In [2]:
import numpy as np
import time
import pickle
from chipsplitting import PascalForm, HyperfieldHomogeneousLinearSystem as HVLinearSystem

*Note: This notebook uses Cython. Compile the code by running `python setup.py build_ext --inplace` in your terminal*.

# Support Candidates

To search for fundamental statistical models in $\Delta_n$, we consider the equivalent problem of finding fundamental chipsplitting models with a positive support size of $n+1$. A naive approach would be to enumerate all supports and, for each, check if it constitutes a fundamental chipsplitting model. This would result in $\binom{(d+1)(d+2)/2}{n+1}$ computations.

---

### Optimized Search Using Remark 6.11 of [BM25]

We reduce this search space using Remark 6.11 of [BM25]. The initial implementation of this algorithm was provided by Bik and Marigliano on [Mathrepo](https://mathrepo.mis.mpg.de/ChipsplittingModels/Section8.html#Section-8).

We provide a Cython version of the same algorithm (see Step 1, Step 2, and Step 3 [BM25_MATHREPO]) to speed up computations.

In [5]:
# C++ algorithm of Bik and Marigliano 
def find_positive_supports(pos_support_size, d):
    base_types = ["diag", "row", "col"]
    A = [PascalForm(d, b, k).to_hyperfield() for b in base_types for k in range(d + 1)]
    return HVLinearSystem(A).quick_solve_loop_fast(pos_support_size)

### Computations $\Delta_7$

In [3]:
to_compute = [(7,7), (7,8), (7,9), (7,10), (7,11), (7,12), (7,13)]

print("Starting computation...")
print("-" * 60)

total_start_time = time.perf_counter()
for n, d in to_compute:
    iter_start_time = time.perf_counter()
    pos_support_size = n + 1
    possible_supports = find_positive_supports(pos_support_size, d)
    iter_elapsed_time = time.perf_counter() - iter_start_time
    print(f"n={n:<2}, d={d:<2} | Supports found: {len(possible_supports):<7} | Time: {iter_elapsed_time:>5.2f}s")

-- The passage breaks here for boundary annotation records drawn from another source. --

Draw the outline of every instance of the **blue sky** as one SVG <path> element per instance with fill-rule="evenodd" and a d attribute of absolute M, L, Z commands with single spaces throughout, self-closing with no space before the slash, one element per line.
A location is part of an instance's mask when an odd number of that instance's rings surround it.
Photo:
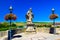
<path fill-rule="evenodd" d="M 9 6 L 12 5 L 13 13 L 17 16 L 16 22 L 25 22 L 25 15 L 29 8 L 32 8 L 34 22 L 51 21 L 49 19 L 52 8 L 59 16 L 56 22 L 60 21 L 60 0 L 0 0 L 0 22 L 4 22 L 4 16 L 9 13 Z"/>

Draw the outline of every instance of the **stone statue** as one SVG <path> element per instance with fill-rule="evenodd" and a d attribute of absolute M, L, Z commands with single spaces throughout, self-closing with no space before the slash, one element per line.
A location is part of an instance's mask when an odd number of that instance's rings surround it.
<path fill-rule="evenodd" d="M 30 10 L 26 14 L 27 24 L 32 24 L 33 17 L 34 16 L 32 14 L 32 8 L 30 8 Z"/>
<path fill-rule="evenodd" d="M 27 29 L 26 32 L 35 32 L 34 26 L 35 24 L 32 23 L 33 19 L 33 14 L 32 14 L 32 8 L 30 8 L 26 14 L 26 19 L 27 19 Z"/>

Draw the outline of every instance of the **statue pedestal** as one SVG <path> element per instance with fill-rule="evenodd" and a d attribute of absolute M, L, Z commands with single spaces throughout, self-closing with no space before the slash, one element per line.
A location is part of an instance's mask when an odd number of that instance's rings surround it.
<path fill-rule="evenodd" d="M 27 24 L 26 32 L 36 32 L 36 29 L 34 27 L 34 24 Z"/>

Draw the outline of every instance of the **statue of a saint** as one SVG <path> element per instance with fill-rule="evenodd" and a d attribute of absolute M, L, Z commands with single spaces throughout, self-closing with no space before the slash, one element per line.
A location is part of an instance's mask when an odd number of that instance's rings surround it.
<path fill-rule="evenodd" d="M 27 19 L 27 23 L 31 24 L 32 23 L 32 18 L 33 18 L 33 14 L 32 14 L 32 8 L 30 8 L 30 10 L 27 12 L 26 15 L 26 19 Z"/>

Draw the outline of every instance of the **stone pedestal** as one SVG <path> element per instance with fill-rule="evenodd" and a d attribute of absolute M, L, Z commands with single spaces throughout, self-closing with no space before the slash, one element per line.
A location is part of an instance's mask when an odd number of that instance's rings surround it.
<path fill-rule="evenodd" d="M 26 32 L 36 32 L 35 24 L 27 24 Z"/>

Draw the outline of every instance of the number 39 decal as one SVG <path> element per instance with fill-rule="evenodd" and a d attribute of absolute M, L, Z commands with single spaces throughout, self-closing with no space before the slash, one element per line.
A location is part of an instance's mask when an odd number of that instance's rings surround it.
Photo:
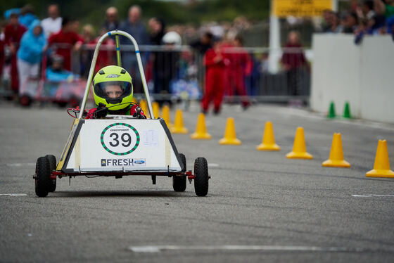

total_elapsed_time = time.perf_counter() - total_start_time
print("-" * 60)
print(f"Total computation time: {total_elapsed_time:.2f}s") 

Starting computation...
------------------------------------------------------------
n=7 , d=7  | Supports found: 76922   | Time:  0.19s
n=7 , d=8  | Supports found: 436896  | Time:  1.06s
n=7 , d=9  | Supports found: 1927201 | Time:  5.13s
n=7 , d=10 | Supports found: 6508380 | Time: 19.66s
n=7 , d=11 | Supports found: 18676991 | Time: 60.78s
n=7 , d=12 | Supports found: 47682475 | Time: 163.59s
n=7 , d=13 | Supports found: 107547676 | Time: 403.89s
------------------------------------------------------------
Total computation time: 654.30s


### Computations $\Delta_8$

In [6]:
to_compute = [(8,8), (8,9), (8,10), (8,11)]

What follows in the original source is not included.